La séquence d'ouverture, sublime, se déroule autour de la rencontre d'un tir de sniper et d'un manège pour lancer le mouvement du film, sa dynamique. De fait, Volte-face ne s'arrêtera pas une seule seconde une fois son mouvement lancé, constammment relancé par le génie de Cage et Travolta -surtout lorsqu'ils échangent leurs visages, lorsque leur jeu transcende le postulat absurde de départ pour en faire une réflexion bouleversante sur le combat entre le Bien et le Mal qui agite l'homme en son cœur. C'est ce tourment, ce chaos qui est l'enjeu de cinéma de Volte-face. On connaît l'amour de Woo, en bon cinéaste catho, pour le mélo absolu, le plus pur (cf. l'ouverture et la fin de The Killer et le lieu de l'église comme arène de combat spirituelle), son idéal de préserver l'innocence, de le mettre à l'abri des balles. Lorsque le fils de Castor Troy traverse une fusillade en écoutant "Somewhere Over the Rainbow" tiré du Magicien d'Oz, il ne s'agit pas d'une coquetterie. Le Magicien d'Oz est le premier musical que Woo a vu, enfant, dans son quartier hanté de gangs violents. La scène -où des flics et des malfrats se truffent de plomb au ralenti avec la voix suave de Judy Garland- met le temps et la violence en apesanteur, avant que la mort ne s'abatte de nouveau. Volte-face est tout le temps ainsi, composé comme un grand opéra de la mort (l'art musical de King Hu est toujours la source de l'art wooesque) : truffé de morceaux de bravoure (même dans ses passages les plus nanars comme la prison d'Erewon), un geste de cinéma d'une force incroyable.

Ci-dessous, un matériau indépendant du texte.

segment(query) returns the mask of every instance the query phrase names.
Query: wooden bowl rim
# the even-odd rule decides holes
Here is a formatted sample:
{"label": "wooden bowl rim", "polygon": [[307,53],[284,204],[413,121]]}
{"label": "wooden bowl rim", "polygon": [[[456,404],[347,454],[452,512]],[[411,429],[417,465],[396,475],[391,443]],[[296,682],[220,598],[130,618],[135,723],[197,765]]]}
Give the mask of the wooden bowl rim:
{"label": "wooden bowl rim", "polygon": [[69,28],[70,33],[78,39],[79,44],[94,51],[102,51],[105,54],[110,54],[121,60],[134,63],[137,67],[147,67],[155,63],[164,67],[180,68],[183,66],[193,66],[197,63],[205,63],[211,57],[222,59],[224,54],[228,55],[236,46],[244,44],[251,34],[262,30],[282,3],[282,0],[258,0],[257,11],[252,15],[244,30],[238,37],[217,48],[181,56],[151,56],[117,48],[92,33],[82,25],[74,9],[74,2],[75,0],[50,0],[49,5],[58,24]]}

D'une force dans la continuité des chefs-d'oeuvre hong-kongais de Woo : The Killer s'achèvait sur l'ouverture du Messie de Haendel, là où Volte-face s'ouvre sur le choeur triomphant "Alléluia". Si les maladroits Chasse à l'homme et Broken Arrow étaient très loin d'être accomplis, Volte-face reste, vingt ans après, quelque chose comme la plus belle expression de l'art cinétique de Woo. Dans un entretien aux Cahiers du cinéma lors de la sortie du film, le cinéaste le qualifiait même de son film préféré, avec The Killer, Une balle dans la tête et A toute épreuve. Comme si Woo avait trouvé la forme parfaite de son art. Quelque chose comme une cathédrale.